Chest rubs containing decongestant essential oils can be purchased from aromatherapy retailers or you can make them yourself to keep on hand if you become sick. An especially luxurious chest rub could even be made by using AromaWeb's Whipped Shea Butter recipe as the base.

An Important Note About Hand Sanitizers and Gels

The CDC recommends hand sanitizers with a minimum 60% alcohol concentration. Many of the natural hand gel and oil recipes that can be found online not meet these guidelines. Beware that handcrafted gels are not usually as effective as commercial products that have been tested for their ability to kill viruses and bacteria. For more information, read The Dirty Truth About DIY Hand Sanitizer Recipes by professional cosmetic formulator Kayla Fioravanti.

Pneumonia and Bronchitis

Essential oils that offer expectorant and decongestant properties may help soothe the symptoms of bronchitis and pneumonia. However, remember that aromatherapy and the use of essential oils is not a substitute for seeking proper medical treatment as necessary.

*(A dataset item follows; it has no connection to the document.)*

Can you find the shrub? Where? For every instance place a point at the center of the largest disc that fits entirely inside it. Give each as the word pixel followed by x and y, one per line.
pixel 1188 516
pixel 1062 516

Essential Oils That May Be Helpful for Colds

Anti-Bacterial
Essential Oils

Expectorant / Decongestant
Essential Oils

Anise
Basil
Bergamot
Cajeput
Cinnamon
Clove
Coriander
Cypress
Eucalyptus Globulus
Eucalyptus, Lemon
Eucalyptus Radiata
Fennel
Lavender
Kanuka
Lemon
Niaouli
Oregano
Peppermint
Ravensara
Rosemary
Rosewood
Tea Tree, Common
Tea Tree, Lemon
Tea Tree, New Zealand (Manuka)
Thyme

Basil
Black Pepper
Bay Laurel
Cypress
Eucalyptus Globulus
Eucalyptus, Lemon
Eucalyptus Radiata
Fir Needle
Frankincense
Ginger
Juniper Berry
Kanuka
Marjoram
Myrrh
Niaouli
Oregano
Peppermint
Pine, Scotch
Ravensara
Rosemary
Tea Tree, Common
Tea Tree, Lemon
Tea Tree, New Zealand (Manuka)
Thyme

Sources: Valerie Ann Worwood, The Complete Book of Essential Oils and Aromatherapy, 25th Anniversary Edition (Novato, CA: New World Library, 2016. Neryls Purchon and Lora Cantele, Complete Aromatherapy & Essential Oils Handbook for Everyday Wellness (Toronto ON: Robert Rose, 2014). Julia Lawless, The Encyclopedia of Essential Oils (Updated Edition) (London: Harper Thorsons, 2014).

Before choosing to use any essential oil, read about Essential Oil Safety, and be sure that you learn the safety information and contraindications that apply to the oil(s) you are considering. Aromatherapy is not a substitute for proper medical care and cannot replace your doctor/medical professional/medications when needed.